Diffusion Models
Many recent papers and blogs [1-4] have provided a good overview of diffusion models. In this note, I will summarize some high-level understandings towards the diffusion models and write down some key steps in the derivations.
Summary
- DDPM is parameterized as a Markov chain which means that the latent variables depend only on the previous (or following) timestep. However, DDIM shows that it is indeed not necessary.

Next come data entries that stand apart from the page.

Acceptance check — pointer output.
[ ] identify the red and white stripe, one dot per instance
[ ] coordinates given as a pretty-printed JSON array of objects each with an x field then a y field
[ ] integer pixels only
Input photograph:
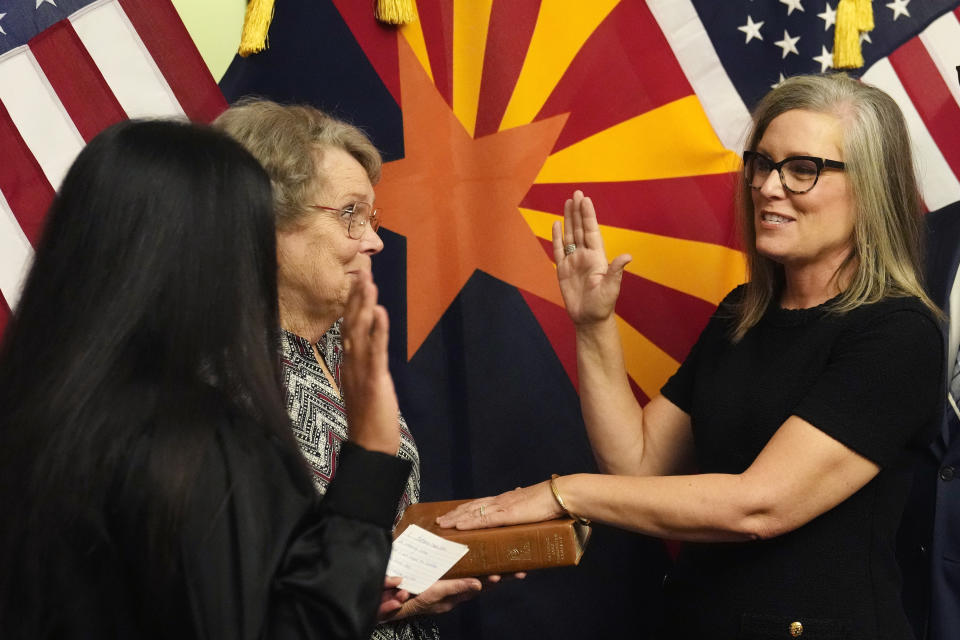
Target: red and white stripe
[{"x": 111, "y": 60}]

- The forward prcess of DDPM is a chain of additive Gaussian noise channels and the variance of the noises are pre-defined, i.e., $p_{X_t|X_{t-1}}$ is known. Our goal is to learn the reverse process parameters $q_{\phi}(X_{t-1}|X_{t})$ or $q_{\phi}(X_{t-1}|X_{t},X_0)$ by matching $p_{X_t|X_{t-1}}$.
- With sufficiently large $T$, $p_{X_T}$ is asymptotically distributed as an isotropic Gaussian.
- Diffusion models can be viewed as hierarchical VAEs, where each layer in the encoder is a Gaussian noise channel.
- Score-based diffusion models is a general form of discrete timestep diffusion models.
- The training objective of diffusion models can be characterized to the variational lower bound of negative log-likelihood of the data, and each term in the training objective can be cast as KL divergence, which is easily computed since the distributions are Gaussian.
Road Map
Variational Diffusion Model (VDM) can be viewed as a Markovian Hierarchical Variational Autoencoder with teh following restrictions [5]:
- The latent dimension is same as the data dimension;
- The encoding process is a chain of additive Gaussian noise channels without any learnable parameters;
- The distribution of the last latent variable is an isotropic Gaussian.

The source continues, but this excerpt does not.